Los misterios de Rosario

Las hipótesis del fin del mundo han sido, en el transcurso de la historia y por diversos motivos, una recurrente obsesión para el ser humano.

Al margen de eventuales predicciones de origen religioso, filosófico e astronómico, el hombre ha vivido siempre una suerte de estado de incertidumbre sobre el inexorable fin de su especie, partiendo de la tesis que es el único ser consciente de su propia existencia y por consiguiente de su finitud temporal.

Quizá como una suerte de complejo de culpa ante la destrucción paulatina del planeta o ante su propia decadencia moral y ética, este homo sapiens predador ha imaginado, desde la ficción y desde la ciencia, su propia extinción, como si estuviera inconscientemente ensayándola o planeándola.

Los relatos sobre ese posible Apocalipsis, ya sea por causas naturales o incidentales causalidades, abundan demasiado en la literatura, al punto que se llega a desconfiar, con sobradas razones, cada vez que el lector o crítico se enfrenta a una historia de ese tenor.

Pero en el caso de «Los misterios de Rosario», del gran escritor argentino César Aira, el tan temido cataclismo que sumirá a la Humanidad en el abismo definitivo, es una mera excusa para elaborar un impecable ejercicio narrativo, plagado de abundantes apuntes filosóficos, metafísicos y psicológicos.

Aira nos narra la historia de un profesor de Humanidades, que observa como -en cuestión de horas- su vida se desmorona velozmente o al menos comienza un proceso de deterioro irreversible.

Simultáneamente a su descaecimiento anímico e intelectual, el protagonista debe enfrentarse a los efectos de una potente medicación que consume, cuyos efectos amenazan con distorsionar su percepción de la realidad y, en el peor de los casos, afectar dramáticamente su habilidad para comunicarse mediante el habla.
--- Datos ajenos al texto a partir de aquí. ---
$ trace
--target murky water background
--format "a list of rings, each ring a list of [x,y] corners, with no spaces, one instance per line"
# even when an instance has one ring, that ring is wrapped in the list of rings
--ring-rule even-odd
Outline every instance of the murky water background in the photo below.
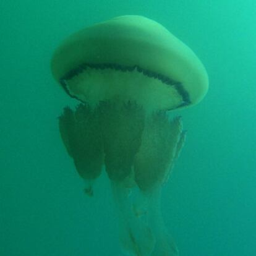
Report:
[[[0,255],[121,255],[109,184],[93,200],[59,134],[75,106],[49,61],[70,33],[124,14],[164,25],[205,64],[210,90],[183,116],[187,139],[164,187],[181,255],[256,254],[256,2],[3,0],[0,3]]]

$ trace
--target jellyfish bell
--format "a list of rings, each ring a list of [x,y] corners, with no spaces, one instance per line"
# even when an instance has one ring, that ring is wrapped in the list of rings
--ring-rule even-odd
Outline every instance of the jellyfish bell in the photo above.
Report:
[[[61,137],[84,179],[96,179],[105,165],[123,247],[137,256],[177,255],[159,204],[185,134],[181,119],[170,120],[167,111],[204,97],[203,64],[158,23],[126,15],[68,37],[55,51],[51,70],[82,103],[61,116]]]
[[[119,97],[174,109],[199,102],[208,88],[192,51],[141,16],[119,17],[71,35],[54,53],[51,70],[71,96],[91,104]]]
Paralelamente, la inusual y salvaje tormenta que azota la ciudad de Rosario torna aún más irreal la situación del protagonista, con lo cual su visión de la realidad o de lo que hasta ese momento él consideraba real, se ve profundamente afectada.

En ese contexto, el autor construye una suerte de dualidad contradictoria, reservando al criterio del lector, cuáles son las reales fronteras entre la realidad y la mera ficción literaria.

Como en un juego de las cajas chinas, el escritor nos muestra varias capas de apariencias, varias existencias posibles superpuestas, nos confunde, nos dirige sutilmente, avanza y retrocede, otorgando lucidez y demencia a su protagonista.

El estilo narrativo, o mejor dicho los estilos, logran crear una atmósfera surrealista, en la cual ningún elemento, por absurdo o descontextualizado que parezca, queda fuera de lugar.

César Aira crea su propia verosimilitud, su propio concepto de realidad en el nos va sumergiendo cada vez más, hasta lograr que nos emocionemos ante las situaciones más irracionales y ridículas.

La descripción de la furiosa tormenta que asuela la ciudad es, en sí misma, una joya literaria. El rico y variado uso de las metáforas, sin caer en el facilismo ni la banalidad, es un recurso que torna más creíble el extraño universo que nos plantea el autor, esa especie de Rosario paralelo.

Al mismo tiempo, el constante derrumbe mental y físico del protagonista nos devuelve al más crudo drama psicológico. En su tour de force a través de esa ciudad devastada, el atribulado profesor que protagoniza la novela, se cruza con una variopinta cantidad de seres fabulosos, ya sea en la realidad o en la distorsionada percepción de su mente.

Por otra parte, cabe destacar que todos los personajes que aquí se mencionan, las personas con las cuales se relaciona el protagonista de la novela son, en verdad, estudiosos de la obra del autor, mediante cual él procura analizar su propia creación a través sus miradas particulares.

«Los misterios de Rosario», libro editado originalmente hace diez años y reeditado dada su importancia fundamental en la obra de César Aira, es un indefinible pero altamente disfrutable ejercicio filosófico, metafísico, psicológico y narrativo.